No photojournalist has photographed the violence inside Burma—not the massacres, the murder, the forced deportations, the rapes, or the burning villages. There is no way into the region other than on occasional highly orchestrated propagandistic state tours. Illegally crossing the border into Burma, we judged, was too dangerous to attempt and likely to prove unsuccessful.
The team of investigators, led by Peter Bouckaert, HRW’s director of emergencies, collected eyewitness testimonies from massacre survivors. They recorded long and fastidious interviews describing events that had taken place days or weeks before. As a photographer, I couldn’t show anything they talked about because I wasn’t there when it happened. But Bouckaert believed that emotionally charged and powerful portraits of the survivors being interviewed could add weight and emotional impact to HRW reports and might impact an audience more than words alone.

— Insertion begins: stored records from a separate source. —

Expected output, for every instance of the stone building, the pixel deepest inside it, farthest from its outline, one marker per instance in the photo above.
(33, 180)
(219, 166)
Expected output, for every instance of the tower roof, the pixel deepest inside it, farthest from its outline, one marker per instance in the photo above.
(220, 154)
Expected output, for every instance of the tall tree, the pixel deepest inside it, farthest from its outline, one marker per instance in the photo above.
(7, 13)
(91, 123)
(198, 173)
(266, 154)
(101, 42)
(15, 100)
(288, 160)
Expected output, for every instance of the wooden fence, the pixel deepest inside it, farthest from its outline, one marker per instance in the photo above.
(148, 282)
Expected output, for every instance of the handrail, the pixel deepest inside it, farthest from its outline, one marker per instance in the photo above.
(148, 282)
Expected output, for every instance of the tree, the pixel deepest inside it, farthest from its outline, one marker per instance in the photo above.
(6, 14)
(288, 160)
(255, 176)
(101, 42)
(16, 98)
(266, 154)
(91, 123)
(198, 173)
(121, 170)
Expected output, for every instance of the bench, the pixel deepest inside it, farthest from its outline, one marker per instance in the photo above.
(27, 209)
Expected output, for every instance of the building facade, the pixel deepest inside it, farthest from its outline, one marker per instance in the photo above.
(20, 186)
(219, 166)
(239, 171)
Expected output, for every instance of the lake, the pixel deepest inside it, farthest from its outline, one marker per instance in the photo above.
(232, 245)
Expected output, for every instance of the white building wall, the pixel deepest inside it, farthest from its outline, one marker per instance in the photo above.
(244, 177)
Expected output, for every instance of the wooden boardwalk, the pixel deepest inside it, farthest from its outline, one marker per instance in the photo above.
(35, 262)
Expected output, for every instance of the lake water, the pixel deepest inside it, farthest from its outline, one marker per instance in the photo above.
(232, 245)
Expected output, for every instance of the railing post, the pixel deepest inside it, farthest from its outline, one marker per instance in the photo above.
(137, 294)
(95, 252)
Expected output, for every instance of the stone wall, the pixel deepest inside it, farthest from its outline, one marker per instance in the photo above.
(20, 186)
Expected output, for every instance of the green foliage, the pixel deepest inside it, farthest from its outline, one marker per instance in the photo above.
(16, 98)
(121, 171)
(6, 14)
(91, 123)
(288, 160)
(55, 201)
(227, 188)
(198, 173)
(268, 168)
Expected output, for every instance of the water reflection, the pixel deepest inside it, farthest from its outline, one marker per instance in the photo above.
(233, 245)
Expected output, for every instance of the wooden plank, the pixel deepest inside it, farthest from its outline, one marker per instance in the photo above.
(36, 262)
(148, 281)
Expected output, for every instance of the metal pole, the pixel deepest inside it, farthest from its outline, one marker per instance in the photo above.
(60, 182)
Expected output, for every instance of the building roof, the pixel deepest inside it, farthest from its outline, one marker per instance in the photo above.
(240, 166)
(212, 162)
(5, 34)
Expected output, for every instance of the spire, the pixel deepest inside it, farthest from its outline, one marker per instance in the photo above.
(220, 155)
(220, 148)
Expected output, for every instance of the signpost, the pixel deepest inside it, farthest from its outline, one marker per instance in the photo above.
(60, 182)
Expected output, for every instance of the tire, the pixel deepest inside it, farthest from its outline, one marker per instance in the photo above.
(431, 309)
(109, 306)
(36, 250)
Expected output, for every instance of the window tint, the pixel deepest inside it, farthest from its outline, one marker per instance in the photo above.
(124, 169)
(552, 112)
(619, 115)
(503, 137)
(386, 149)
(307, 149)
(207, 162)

Creative freedom like this is rare in editorial photography and the creative freedom to work for 28 days in the field even rarer—most of my editorial assignments are around a week long. I was given enough time to do my work—time, the most fundamental ingredient of feature-length reporting, is something that has slipped from being considered a necessity to a luxury. Given creative freedom to develop the story as I saw fit, enough time to do it in, and a budget that backed this up—hiring translators and drivers, and staying in a hotel for a month isn’t cheap—I knew this was a rare and precious opportunity as a freelance photojournalist.

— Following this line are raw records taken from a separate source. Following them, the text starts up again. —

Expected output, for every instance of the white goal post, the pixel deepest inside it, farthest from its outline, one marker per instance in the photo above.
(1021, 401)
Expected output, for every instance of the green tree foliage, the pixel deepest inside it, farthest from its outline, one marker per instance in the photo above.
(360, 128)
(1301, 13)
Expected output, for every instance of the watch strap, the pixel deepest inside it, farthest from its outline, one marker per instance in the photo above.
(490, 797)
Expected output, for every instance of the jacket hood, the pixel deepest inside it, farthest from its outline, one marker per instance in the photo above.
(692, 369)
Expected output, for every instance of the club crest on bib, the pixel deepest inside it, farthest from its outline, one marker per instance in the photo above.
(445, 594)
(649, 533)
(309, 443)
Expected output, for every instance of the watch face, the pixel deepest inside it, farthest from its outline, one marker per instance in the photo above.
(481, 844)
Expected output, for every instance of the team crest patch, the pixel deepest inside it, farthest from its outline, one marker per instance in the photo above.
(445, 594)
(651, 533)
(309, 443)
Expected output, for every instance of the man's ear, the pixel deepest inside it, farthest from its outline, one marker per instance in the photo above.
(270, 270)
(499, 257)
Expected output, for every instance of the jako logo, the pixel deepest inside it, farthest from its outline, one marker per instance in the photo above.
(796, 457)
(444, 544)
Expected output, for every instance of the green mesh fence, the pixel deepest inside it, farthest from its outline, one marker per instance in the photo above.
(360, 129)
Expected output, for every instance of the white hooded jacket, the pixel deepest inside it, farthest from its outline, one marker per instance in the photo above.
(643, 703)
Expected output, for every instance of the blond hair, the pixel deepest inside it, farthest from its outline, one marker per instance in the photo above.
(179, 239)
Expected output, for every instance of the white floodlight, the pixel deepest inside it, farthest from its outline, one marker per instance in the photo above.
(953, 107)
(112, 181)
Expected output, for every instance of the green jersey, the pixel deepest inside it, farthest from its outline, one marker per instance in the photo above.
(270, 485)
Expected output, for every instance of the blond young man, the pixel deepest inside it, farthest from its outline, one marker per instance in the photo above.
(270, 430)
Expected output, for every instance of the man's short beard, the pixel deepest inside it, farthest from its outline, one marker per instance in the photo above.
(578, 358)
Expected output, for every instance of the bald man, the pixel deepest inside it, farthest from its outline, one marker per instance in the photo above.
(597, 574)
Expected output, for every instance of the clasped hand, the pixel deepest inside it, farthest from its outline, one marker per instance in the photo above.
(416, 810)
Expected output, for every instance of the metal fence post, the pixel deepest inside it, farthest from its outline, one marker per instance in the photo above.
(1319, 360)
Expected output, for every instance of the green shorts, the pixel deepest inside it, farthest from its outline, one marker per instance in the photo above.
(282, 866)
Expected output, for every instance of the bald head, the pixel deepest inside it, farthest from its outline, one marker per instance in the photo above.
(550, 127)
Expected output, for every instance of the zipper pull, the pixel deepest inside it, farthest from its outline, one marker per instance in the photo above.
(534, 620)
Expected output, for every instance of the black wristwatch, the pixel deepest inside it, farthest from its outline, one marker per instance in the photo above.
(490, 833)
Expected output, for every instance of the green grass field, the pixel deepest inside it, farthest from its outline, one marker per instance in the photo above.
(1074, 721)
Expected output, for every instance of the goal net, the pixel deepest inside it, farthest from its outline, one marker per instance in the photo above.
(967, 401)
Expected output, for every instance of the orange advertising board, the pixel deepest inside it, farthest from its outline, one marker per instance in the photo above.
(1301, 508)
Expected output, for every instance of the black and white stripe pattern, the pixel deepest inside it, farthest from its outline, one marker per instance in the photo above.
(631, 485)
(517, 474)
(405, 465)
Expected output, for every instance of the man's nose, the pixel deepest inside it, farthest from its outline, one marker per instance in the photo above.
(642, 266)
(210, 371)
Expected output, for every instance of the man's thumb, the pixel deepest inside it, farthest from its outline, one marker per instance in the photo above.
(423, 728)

As our team trawled through the chaos of Kutupalong refugee camp—a sprawling and apocalyptic informal city of tents occupied by over half a million desperate, hungry, and traumatized Rohingya who had been driven from their homes—the researchers interviewed massacre survivors and I made simple and delicate formal portraits using natural light bounced from a soft gold reflector. I photographed against a piece of black fabric I’d bought in the camp. Studio portraits of a kind. The way I’d likely photograph a member of my family, or a friend for an author’s portrait, or a person of note on a typical freelance assignment. I wanted to represent my sitters as I would someone who had never seen violence, as an individual rather than the statistic they had become after crossing the border from Burma.
It is a failing of photojournalism as a medium that it coerces us to represent survivors of mass violence at their most desperate and vulnerable. Informed by the powerful traditional photojournalism being made by my colleagues of refugees wading through monsoon floods, children clamoring for food aid, and the hideous reality of daily survival in the camps, I focused all of my time on making portraits.